Björn Brynjúlfur

Automatic deployment to VPS with git

For new projects, I set up automatic deployment to an Ubuntu VPS via git. I use DigitalOcean for hosting and they have a tutorial for this. However, it is 8 years old and the commands provided now give me errors.

To make this process faster for new projects in the future, I am writing a shortened and modified version of the tutorial here. It will work with any VPS hosting provider:

1. Initialize a bare repository

Connect to the VPS via SSH (I have a shell alias for this command):

ssh [username]@[VPS IP address]

Then initialize a bare git repository:

cd /var
cd repo
mkdir [project-name].git
cd [project-name].git
git init --bare

Aside: This assumes you store repositories in /var/repo. In hindsight, I wish I had stored them in ~/repo, as they are specific to me as a user, but it would be too much work to change this for every project.
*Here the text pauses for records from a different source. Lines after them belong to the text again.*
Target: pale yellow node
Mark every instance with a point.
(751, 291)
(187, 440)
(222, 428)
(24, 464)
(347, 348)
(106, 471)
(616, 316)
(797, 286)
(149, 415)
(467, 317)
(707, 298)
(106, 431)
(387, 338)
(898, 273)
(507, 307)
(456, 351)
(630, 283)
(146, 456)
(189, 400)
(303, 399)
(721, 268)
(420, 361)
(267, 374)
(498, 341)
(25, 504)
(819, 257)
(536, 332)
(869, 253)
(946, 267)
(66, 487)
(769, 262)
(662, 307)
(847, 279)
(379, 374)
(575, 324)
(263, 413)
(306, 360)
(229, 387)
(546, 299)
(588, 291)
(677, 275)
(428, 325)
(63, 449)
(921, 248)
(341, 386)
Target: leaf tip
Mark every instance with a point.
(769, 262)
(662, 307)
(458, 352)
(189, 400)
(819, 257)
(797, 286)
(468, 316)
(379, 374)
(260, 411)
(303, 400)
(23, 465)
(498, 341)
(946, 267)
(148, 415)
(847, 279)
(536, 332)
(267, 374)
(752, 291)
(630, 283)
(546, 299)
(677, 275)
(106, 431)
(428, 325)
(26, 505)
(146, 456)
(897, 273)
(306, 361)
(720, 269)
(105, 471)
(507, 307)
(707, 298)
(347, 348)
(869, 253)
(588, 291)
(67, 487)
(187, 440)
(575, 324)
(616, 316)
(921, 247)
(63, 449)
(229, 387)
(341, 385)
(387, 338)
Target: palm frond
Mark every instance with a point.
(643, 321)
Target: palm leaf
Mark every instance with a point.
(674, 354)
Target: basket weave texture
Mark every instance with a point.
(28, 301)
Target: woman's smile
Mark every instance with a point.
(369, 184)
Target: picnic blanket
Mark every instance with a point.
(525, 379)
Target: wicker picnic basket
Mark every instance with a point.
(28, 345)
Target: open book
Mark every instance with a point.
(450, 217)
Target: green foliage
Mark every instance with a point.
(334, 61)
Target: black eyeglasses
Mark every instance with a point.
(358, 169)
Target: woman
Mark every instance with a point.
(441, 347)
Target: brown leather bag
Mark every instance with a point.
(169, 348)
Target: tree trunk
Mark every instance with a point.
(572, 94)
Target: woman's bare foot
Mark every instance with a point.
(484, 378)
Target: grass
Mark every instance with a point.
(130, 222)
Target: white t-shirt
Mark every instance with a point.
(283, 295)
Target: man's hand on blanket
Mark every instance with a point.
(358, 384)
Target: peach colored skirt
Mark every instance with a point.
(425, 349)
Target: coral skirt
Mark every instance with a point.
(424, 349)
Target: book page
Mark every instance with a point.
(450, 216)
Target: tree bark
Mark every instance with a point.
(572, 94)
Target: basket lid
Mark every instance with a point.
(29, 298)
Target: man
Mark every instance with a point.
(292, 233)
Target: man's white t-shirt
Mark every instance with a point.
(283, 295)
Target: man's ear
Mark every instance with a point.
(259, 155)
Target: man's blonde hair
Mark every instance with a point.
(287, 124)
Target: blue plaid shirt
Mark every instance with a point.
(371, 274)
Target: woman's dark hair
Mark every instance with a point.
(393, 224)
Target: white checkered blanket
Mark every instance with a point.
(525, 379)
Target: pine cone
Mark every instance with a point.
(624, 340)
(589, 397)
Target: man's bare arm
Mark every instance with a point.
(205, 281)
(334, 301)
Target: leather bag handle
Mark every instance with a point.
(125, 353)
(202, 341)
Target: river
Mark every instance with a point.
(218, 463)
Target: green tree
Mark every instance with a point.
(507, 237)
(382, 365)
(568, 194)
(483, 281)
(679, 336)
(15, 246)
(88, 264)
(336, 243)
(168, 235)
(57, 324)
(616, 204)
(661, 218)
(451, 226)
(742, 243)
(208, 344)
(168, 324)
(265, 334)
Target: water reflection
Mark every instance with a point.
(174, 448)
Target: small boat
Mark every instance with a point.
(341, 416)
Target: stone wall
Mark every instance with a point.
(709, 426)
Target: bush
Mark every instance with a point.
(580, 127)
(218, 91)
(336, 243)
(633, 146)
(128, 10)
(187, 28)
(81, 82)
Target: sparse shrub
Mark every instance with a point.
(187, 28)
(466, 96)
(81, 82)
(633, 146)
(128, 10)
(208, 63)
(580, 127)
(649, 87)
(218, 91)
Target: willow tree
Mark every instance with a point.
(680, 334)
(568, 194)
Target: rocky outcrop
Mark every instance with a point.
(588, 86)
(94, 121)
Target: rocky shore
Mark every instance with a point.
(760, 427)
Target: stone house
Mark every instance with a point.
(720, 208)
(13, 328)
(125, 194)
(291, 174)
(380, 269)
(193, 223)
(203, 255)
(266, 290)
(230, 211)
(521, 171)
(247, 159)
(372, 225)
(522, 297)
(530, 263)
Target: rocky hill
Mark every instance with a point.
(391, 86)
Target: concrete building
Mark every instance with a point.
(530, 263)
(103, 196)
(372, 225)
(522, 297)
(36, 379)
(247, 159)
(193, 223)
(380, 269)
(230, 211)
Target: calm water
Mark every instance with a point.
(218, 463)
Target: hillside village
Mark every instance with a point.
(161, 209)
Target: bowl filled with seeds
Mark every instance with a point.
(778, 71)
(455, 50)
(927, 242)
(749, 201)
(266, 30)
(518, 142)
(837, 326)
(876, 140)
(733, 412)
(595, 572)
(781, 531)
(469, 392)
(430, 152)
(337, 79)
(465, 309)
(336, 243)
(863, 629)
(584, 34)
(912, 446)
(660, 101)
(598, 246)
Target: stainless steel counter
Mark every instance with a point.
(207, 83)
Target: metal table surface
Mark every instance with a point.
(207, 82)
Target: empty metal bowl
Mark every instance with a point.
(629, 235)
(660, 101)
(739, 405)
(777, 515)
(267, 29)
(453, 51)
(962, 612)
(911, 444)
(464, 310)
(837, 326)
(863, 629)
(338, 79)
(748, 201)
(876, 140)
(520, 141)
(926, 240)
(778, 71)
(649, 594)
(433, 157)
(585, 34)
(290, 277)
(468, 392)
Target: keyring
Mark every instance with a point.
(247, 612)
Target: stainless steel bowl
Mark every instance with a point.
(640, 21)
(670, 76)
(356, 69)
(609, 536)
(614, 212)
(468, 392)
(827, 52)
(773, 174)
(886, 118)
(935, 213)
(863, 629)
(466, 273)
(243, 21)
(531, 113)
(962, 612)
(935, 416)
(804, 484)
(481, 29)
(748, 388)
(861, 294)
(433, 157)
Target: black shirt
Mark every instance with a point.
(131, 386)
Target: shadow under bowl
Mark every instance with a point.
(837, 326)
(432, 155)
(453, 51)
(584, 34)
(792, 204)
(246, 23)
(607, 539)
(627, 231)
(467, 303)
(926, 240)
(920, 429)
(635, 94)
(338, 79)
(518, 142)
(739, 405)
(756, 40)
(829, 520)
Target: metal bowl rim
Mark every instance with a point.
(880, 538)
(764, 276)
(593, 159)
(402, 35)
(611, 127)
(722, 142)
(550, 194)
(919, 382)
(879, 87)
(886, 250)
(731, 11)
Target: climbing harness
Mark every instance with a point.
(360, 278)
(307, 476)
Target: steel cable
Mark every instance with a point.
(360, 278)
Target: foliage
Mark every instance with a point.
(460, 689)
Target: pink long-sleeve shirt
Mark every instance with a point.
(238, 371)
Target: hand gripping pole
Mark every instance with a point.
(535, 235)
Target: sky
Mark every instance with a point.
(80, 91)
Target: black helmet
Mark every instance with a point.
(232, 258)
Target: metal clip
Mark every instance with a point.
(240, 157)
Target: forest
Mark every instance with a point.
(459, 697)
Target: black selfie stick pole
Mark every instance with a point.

2. Set up a post-receive hook

Assuming you are still in /var/repo/[project-name].git on the VPS:

cd hooks
nano post-receive

Paste in the following and save:

#!/bin/sh
git --work-tree=/home/[username]/docs/[project-name] --git-dir=/var/repo/[project-name].git checkout -f

Finally, add execution permission to the file:

chmod +x post-receive

This will update your project files on the server, assuming you store them in ~/docs.

You now have two options to restart your app automatically:

  1. Use a process manager to restart the app automatically when file changes in the project directory are detected
  2. Add a command at the bottom of the post-receive file to restart the app

[Optional] More automation:

I also add these lines to the post-receive file for some projects:

cd /home/[username]/docs/[project-name]/server
npm install --silent
npm run build
pm2 reload [project-name]

This is NodeJS and PM2 specific. It does the following:

  1. Installs packages that I added on my development machine, as I skip them in .gitignore.
  2. Runs a build process. For my latest project, it generates an optimized CSS file using the TailwindCSS CLI tool
  3. Restarts the app. Here, I use PM2 in cluster mode to run two instances of the app. The reload command restarts them in succession, ensuring zero downtime on deployment.

This is just what I could think of for my first project after I realized this was possible. Git hooks are powerful!

3. Configure a local repository

Leave the VPS

exit

Initialize a repository on your local machine:

cd [root of your project]
git init

Add a remote path (the name live can be anything):

git remote add live ssh://[username]@[VPS IP address]/var/repo/[project-name].git

4. Push and deploy

git add .
git commit -m "Initial commit"
git push live master

That's it - your project is deployed. Now you can push your changes from the local machine, and they will automatically be deployed on the server.